Он пытался представить себе это, и негромкие звуки утрени казались ему слабым дыханием бесчувственного тела, распростертого на спине.
По другую сторону часовни раздались молодые голоса.
— Что ни говори, он обуян гордыней!
— И погрязает в невежестве.
— Знаешь, он возомнил себя святым! Это он-то — святой!
Но, увидев в полумраке настоятеля, оба дьякона упали на колени.
Он смотрел на них сверху вниз и любил их в своей радости.
— Вот как, дети мои! Что же это? Вы злословите? Сплетничаете? Клевещете?
Потупившись, они молчали.
— Кто же этот несчастный? Вы бы лучше помолились за него. Ну-ка, ну-ка.
Он обеими руками ухватил их за кудрявые волосы и ласково обратил к себе сначала одно бледное лицо, потом другое.
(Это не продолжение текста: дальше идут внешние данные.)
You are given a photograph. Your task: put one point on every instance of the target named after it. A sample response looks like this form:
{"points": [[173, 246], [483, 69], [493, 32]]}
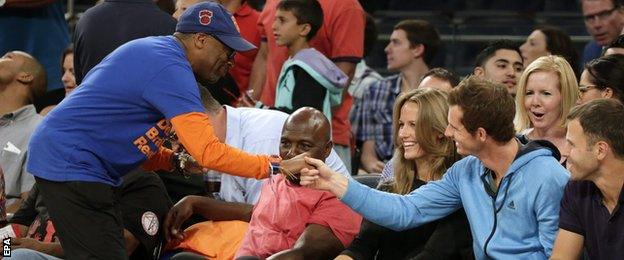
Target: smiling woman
{"points": [[546, 93], [422, 154], [549, 40]]}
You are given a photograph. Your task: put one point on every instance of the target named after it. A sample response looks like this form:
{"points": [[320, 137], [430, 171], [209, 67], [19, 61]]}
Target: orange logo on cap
{"points": [[235, 24], [205, 17]]}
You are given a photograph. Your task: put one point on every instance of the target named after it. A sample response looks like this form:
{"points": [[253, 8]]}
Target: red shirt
{"points": [[341, 38], [284, 211], [247, 19]]}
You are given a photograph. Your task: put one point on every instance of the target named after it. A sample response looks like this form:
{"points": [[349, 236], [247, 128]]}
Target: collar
{"points": [[233, 127], [244, 10], [20, 113], [396, 87], [597, 194]]}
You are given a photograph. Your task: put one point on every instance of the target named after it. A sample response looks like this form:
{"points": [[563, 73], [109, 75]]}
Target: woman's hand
{"points": [[323, 178]]}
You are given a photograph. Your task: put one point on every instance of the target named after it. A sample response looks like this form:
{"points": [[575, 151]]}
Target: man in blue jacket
{"points": [[510, 192]]}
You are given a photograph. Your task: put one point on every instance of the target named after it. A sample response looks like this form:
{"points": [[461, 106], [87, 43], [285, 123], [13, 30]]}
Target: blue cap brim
{"points": [[237, 43]]}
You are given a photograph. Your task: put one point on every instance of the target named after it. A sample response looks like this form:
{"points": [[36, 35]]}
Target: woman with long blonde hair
{"points": [[422, 154], [547, 91]]}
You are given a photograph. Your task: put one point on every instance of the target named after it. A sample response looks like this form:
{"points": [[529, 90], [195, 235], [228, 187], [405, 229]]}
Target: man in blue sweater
{"points": [[510, 191]]}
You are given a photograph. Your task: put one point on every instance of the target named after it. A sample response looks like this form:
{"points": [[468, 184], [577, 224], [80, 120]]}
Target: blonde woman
{"points": [[422, 154], [546, 92]]}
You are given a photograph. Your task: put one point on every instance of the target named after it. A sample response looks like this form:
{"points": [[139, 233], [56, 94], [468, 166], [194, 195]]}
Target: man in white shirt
{"points": [[256, 131]]}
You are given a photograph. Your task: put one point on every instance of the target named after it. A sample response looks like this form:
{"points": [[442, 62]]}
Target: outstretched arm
{"points": [[569, 245], [398, 212], [197, 135]]}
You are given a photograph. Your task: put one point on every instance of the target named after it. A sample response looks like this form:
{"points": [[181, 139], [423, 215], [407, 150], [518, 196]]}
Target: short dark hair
{"points": [[421, 32], [491, 48], [67, 51], [608, 71], [602, 120], [443, 74], [487, 105], [306, 11], [558, 42], [616, 3], [370, 34]]}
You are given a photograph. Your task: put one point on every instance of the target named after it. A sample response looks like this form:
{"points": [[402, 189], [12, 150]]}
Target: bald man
{"points": [[22, 79], [288, 220]]}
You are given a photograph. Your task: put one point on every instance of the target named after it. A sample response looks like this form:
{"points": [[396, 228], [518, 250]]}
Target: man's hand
{"points": [[294, 165], [323, 178], [246, 101], [24, 242], [373, 166], [180, 212]]}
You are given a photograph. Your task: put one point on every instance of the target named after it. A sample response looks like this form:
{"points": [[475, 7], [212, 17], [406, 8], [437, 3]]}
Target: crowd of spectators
{"points": [[272, 137]]}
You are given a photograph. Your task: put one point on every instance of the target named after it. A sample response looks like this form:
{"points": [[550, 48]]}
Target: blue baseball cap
{"points": [[212, 18]]}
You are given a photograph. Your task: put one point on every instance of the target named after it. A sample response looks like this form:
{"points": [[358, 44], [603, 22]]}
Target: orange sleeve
{"points": [[159, 161], [196, 134]]}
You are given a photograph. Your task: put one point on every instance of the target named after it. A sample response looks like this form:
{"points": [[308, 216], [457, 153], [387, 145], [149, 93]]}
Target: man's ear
{"points": [[478, 71], [304, 29], [199, 40], [608, 93], [601, 148], [481, 134], [328, 148], [25, 78], [418, 50]]}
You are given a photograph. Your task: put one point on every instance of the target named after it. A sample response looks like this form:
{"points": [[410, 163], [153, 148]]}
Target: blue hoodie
{"points": [[517, 222]]}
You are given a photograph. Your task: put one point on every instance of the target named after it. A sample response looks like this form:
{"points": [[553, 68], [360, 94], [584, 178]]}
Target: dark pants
{"points": [[86, 218]]}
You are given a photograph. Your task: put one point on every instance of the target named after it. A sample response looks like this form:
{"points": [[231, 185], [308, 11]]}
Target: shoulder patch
{"points": [[150, 224]]}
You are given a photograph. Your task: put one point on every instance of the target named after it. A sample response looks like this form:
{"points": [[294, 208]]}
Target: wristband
{"points": [[274, 164]]}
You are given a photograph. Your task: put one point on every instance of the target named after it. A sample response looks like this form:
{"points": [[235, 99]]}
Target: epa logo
{"points": [[6, 247]]}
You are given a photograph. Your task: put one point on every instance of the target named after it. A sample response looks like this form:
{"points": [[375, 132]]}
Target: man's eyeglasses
{"points": [[228, 51], [585, 88], [601, 15]]}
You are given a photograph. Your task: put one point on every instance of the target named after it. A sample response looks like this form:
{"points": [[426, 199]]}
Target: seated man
{"points": [[143, 204], [288, 220], [591, 216], [501, 62], [257, 131], [22, 79]]}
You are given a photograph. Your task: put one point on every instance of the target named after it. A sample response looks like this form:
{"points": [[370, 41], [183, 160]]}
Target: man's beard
{"points": [[214, 78]]}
— Попросите канцеллярия наложить на вас епитимью. Воспримите епитимью как должное, дети мои, и она даст вам великую радость.
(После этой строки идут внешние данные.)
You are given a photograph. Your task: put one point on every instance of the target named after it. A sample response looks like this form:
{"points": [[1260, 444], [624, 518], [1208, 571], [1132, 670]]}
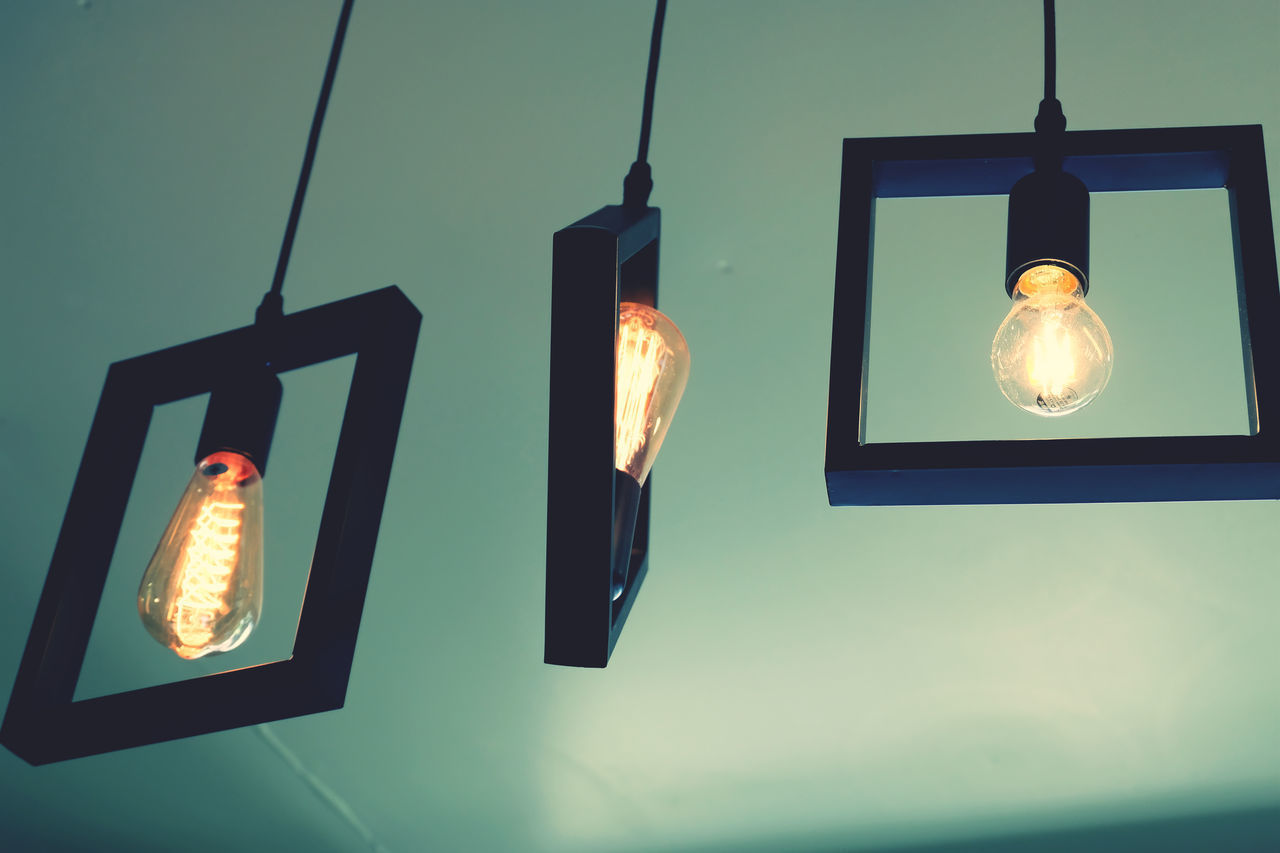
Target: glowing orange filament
{"points": [[213, 550], [641, 354]]}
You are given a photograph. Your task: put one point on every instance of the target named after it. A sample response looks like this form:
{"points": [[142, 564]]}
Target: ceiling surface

Он отвернулся и хотел пройти дальше по нефу, но ему снова помешали. У временной дверцы, которая была сделана в дощатой перегородке и вела из южной галереи к средокрестию, стоял Пэнголл; он увидел Джослина, отпустил своих помощников и заковылял к нему с метлой на весу, прихрамывая, слегка волоча левую ногу.
— Преподобный отец…
— Мне сейчас некогда, Пэнголл.
— Сделайте милость!
Джослин покачал головой и хотел обойти его, но Пэнголл протянул загрубелую руку, словно в своей дерзости готов был коснуться рясы настоятеля. Джослин остановился и, опустив глаза, быстро проговорил:
— Ну, что тебе? Опять все то же?
— Они…
— До них тебе нет дела. Пойми это раз и навсегда.
Но Пэнголл не отступал, пристально глядя на Джослина из-под копны темных волос. Его бурая одежда была в пыли, пыль покрывала перевязанные крест-накрест икры и стоптанную обувь. Сердитое лицо тоже было в пыли. И голос у него был хриплый от пыли и злости.
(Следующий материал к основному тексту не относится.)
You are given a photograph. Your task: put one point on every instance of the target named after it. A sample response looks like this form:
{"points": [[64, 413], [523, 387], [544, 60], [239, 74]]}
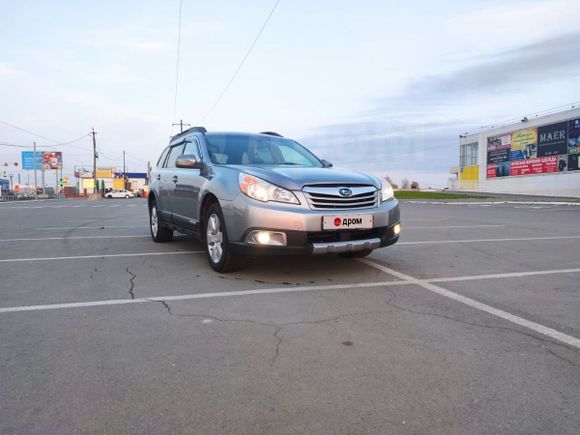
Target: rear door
{"points": [[187, 188]]}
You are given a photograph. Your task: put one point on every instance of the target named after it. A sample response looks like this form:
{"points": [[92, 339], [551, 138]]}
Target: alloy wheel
{"points": [[214, 237]]}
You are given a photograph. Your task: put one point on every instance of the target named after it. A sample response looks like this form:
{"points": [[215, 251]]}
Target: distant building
{"points": [[534, 156]]}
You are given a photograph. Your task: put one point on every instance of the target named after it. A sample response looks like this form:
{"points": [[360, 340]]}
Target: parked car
{"points": [[119, 193], [247, 194]]}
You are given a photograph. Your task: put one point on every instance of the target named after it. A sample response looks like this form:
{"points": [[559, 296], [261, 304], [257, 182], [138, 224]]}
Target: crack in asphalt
{"points": [[131, 281], [543, 340], [278, 327]]}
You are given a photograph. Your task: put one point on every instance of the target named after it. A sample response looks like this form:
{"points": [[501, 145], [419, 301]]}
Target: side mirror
{"points": [[187, 161]]}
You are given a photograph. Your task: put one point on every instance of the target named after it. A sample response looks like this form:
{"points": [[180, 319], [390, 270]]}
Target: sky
{"points": [[380, 86]]}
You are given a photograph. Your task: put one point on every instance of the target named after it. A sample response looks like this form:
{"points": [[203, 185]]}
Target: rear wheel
{"points": [[159, 233], [219, 253], [356, 254]]}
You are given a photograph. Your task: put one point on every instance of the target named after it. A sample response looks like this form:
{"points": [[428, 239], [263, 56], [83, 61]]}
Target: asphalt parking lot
{"points": [[469, 325]]}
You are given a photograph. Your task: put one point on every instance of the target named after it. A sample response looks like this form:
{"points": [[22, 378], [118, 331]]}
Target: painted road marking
{"points": [[200, 296], [91, 228], [520, 321], [72, 238], [503, 275], [488, 203], [518, 239], [456, 226], [84, 257]]}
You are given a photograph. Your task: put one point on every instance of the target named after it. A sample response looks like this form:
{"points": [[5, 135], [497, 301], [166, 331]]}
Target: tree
{"points": [[391, 182]]}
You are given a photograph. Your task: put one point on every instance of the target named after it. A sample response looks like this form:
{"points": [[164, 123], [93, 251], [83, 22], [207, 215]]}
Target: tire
{"points": [[356, 254], [159, 233], [219, 253]]}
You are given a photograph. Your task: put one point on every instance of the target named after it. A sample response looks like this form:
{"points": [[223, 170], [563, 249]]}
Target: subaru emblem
{"points": [[345, 191]]}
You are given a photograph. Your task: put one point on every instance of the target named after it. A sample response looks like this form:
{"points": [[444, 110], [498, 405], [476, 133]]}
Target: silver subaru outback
{"points": [[245, 194]]}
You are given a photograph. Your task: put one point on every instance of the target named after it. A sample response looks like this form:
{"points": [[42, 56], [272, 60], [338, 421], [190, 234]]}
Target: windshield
{"points": [[254, 149]]}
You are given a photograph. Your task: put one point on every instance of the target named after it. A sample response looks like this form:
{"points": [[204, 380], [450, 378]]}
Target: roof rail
{"points": [[271, 133], [190, 130]]}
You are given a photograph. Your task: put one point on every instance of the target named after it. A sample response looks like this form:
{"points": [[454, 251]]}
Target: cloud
{"points": [[416, 131], [521, 68], [7, 71]]}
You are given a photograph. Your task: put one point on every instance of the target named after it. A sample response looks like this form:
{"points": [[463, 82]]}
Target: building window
{"points": [[468, 154]]}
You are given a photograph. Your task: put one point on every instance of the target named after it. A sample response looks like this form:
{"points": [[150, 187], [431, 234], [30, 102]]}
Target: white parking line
{"points": [[515, 239], [488, 203], [199, 296], [456, 226], [38, 239], [92, 228], [504, 275], [85, 257], [536, 327]]}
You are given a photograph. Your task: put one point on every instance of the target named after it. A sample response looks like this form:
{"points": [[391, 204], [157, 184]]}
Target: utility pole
{"points": [[93, 134], [181, 124], [35, 179], [124, 171]]}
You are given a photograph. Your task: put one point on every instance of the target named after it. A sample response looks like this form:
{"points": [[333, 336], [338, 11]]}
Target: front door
{"points": [[167, 182], [187, 189]]}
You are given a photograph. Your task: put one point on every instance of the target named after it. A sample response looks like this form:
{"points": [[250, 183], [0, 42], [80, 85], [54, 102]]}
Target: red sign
{"points": [[541, 165]]}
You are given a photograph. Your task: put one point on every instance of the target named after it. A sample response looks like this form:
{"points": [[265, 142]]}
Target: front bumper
{"points": [[303, 228]]}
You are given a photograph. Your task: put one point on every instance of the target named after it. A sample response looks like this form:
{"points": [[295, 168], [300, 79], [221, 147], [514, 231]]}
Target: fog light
{"points": [[263, 237], [268, 238]]}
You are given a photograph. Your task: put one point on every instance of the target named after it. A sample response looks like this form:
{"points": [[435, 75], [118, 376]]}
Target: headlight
{"points": [[387, 191], [261, 190]]}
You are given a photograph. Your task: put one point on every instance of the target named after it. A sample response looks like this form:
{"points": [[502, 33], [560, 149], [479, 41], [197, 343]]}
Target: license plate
{"points": [[347, 222]]}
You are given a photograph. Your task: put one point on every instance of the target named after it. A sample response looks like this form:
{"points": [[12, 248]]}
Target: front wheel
{"points": [[159, 233], [219, 253], [356, 254]]}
— Позавчера они убили человека.
— Я знаю. Но послушай, сын мой…
Пэнголл покачал головой так торжественно и убежденно, что Джослин умолк, потупившись и приоткрыв рот. Пэнголл поставил метлу на пол и оперся на нее. Он обвел взглядом каменные плиты, потом посмотрел настоятелю в лицо.
— Когда-нибудь они убьют и меня.
Теперь они оба молчали, а шум работы не затихал, и ему вторило звонкое эхо. Пылинки плясали между ними в солнечном свете. И Джослин вдруг вспомнил о своей радости. Он положил обе руки на кожаные плечи Пэнголла и крепко сжал их.
— Не убьют. Никто тебя не убьет.
— Ну, так выживут отсюда.
— Никто не причинит тебе вреда. Истинно говорю тебе.
Пэнголл яростно сжал метлу. Он выпрямился. Губы его кривились.
— Преподобный отец, зачем вы это сделали?
Джослин смиренно снял руки с его плеч и сложил их на груди.
— Ты знаешь это не хуже меня, сын мой. Дабы приумножить славу храма сего.
Пэнголл ощерился:
— И для этого надо его разрушить?
— Остановись, пока ты не сказал лишнего.
Но Пэнголл не отступался, и в словах его прозвучал вызов:
— Вы когда-нибудь оставались здесь на ночь, преподобный отец?
Он ответил ласково, как ребенку:
— Много раз. И это ты тоже знаешь не хуже меня, сын мой.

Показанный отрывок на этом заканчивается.